The minute I saw this photo, I was reminded of Theda's cabinet, and told my husband "Arrggh! If only I had that cabinet now!" Unfortunately, at the time when we were clearing out her house, I was not yet into art, we still had two kids at home, and there was really no place to put it, so we let it go. A short while later I found my husband staring at this corner of our bedroom...

He said, "you know, if we move that recliner down to the man cave, and put your white drawing table in front of the window there, all you'd have to do is make some room for your art supplies on those bookshelves, and you'd have a nice little workspace here."

By Jove! He may be onto something!

Monday, October 29, 2012


The next assignment for my Art of Wild Abandonment: Bless this Mess class involves sketching some fall leaves. That can be a bit problematic if you live in Texas. Some years we get great fall color, others the leaves just drop. It's a bit early to tell either way, since we just got our first dips into the lower 40s here. I was scanning the yard from the balcony this morning, wondering what on earth I should sketch, when my eyes lit upon this little beauty -- a plant I really shouldn't be growing here.

This is Castor Bean, the plant from which they get castor oil. It hails from east Africa and India, and is not the least bit cold hardy. I grew it in Houston, where it was a standout focal point in my tropical garden, but even there it usually froze back each winter. I had no intention of ever planting it here.

But then one day I saw one sitting in a pot over at the feed store. It's a fairly dangerous plant to have around, as all parts of the plant contain ricin in varying degrees, and the seeds are especially toxic. I wouldn't even consider it if I had small children, or a pet that is allowed outside off-leash.

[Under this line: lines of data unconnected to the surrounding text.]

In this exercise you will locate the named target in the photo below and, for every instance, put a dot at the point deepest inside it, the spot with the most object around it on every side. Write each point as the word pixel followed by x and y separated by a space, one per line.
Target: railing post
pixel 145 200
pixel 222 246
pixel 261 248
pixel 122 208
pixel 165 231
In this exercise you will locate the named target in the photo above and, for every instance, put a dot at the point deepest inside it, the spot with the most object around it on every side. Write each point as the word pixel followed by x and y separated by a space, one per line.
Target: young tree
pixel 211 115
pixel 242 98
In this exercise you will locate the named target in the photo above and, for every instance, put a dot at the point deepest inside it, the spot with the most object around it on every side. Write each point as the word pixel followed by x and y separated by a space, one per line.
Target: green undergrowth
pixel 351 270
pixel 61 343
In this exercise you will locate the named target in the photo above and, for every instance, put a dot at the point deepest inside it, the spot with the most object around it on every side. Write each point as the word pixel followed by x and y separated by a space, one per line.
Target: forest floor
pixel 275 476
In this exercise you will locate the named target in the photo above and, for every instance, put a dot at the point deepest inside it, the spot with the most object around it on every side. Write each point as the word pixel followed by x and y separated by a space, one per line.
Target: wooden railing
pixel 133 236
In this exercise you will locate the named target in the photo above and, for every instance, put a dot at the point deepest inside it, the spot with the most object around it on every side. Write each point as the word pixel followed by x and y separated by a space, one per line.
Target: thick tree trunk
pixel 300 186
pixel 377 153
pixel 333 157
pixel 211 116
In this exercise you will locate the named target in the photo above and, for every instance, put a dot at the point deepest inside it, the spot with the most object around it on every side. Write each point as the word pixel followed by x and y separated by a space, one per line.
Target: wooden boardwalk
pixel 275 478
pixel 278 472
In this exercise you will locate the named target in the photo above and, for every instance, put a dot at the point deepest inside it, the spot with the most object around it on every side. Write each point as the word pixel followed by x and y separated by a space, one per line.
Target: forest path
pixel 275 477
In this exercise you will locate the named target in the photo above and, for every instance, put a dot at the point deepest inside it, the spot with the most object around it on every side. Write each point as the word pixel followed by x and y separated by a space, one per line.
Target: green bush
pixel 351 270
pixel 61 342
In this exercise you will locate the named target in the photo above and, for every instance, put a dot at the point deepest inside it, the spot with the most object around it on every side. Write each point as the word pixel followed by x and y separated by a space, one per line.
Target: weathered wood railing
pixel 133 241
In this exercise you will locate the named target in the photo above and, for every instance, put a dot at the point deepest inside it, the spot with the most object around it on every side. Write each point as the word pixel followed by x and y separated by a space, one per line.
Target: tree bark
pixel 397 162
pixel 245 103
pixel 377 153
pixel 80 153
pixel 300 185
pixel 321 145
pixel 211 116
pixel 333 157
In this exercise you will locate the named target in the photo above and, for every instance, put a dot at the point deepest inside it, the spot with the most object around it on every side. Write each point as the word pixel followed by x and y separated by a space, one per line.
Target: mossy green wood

But we don't have either, and I had really been missing those huge palmate leaves which vary from bronze to green...

the beautiful ruby stems and veins...

and these prickly fruit clusters that seem to have a phosphorescent glow to them. So I thought, maybe just this once, and brought it home. How was I to know it would reseed itself, and come back year after year, each time in a different location, sometimes in several? I don't remember it doing that in Houston. When I googled it just now, I discovered that the seeds, which are enclosed in those prickly pods, have a little tab or handle on them, which ants like to grab hold of and drag around. Perhaps they are responsible for its migration from spot to spot.

Anywho, I think its leaves and fruit will make a pretty good substitute for fall color in my sketching assignment, don't you?

Sunday, October 28, 2012


Juicy Collection
Hot Chocolate and Chai Lattes
An Occasional Egg
Steel Cut Oats and Accompaniments
It is true -- all happiness does depend upon a leisurely breakfast!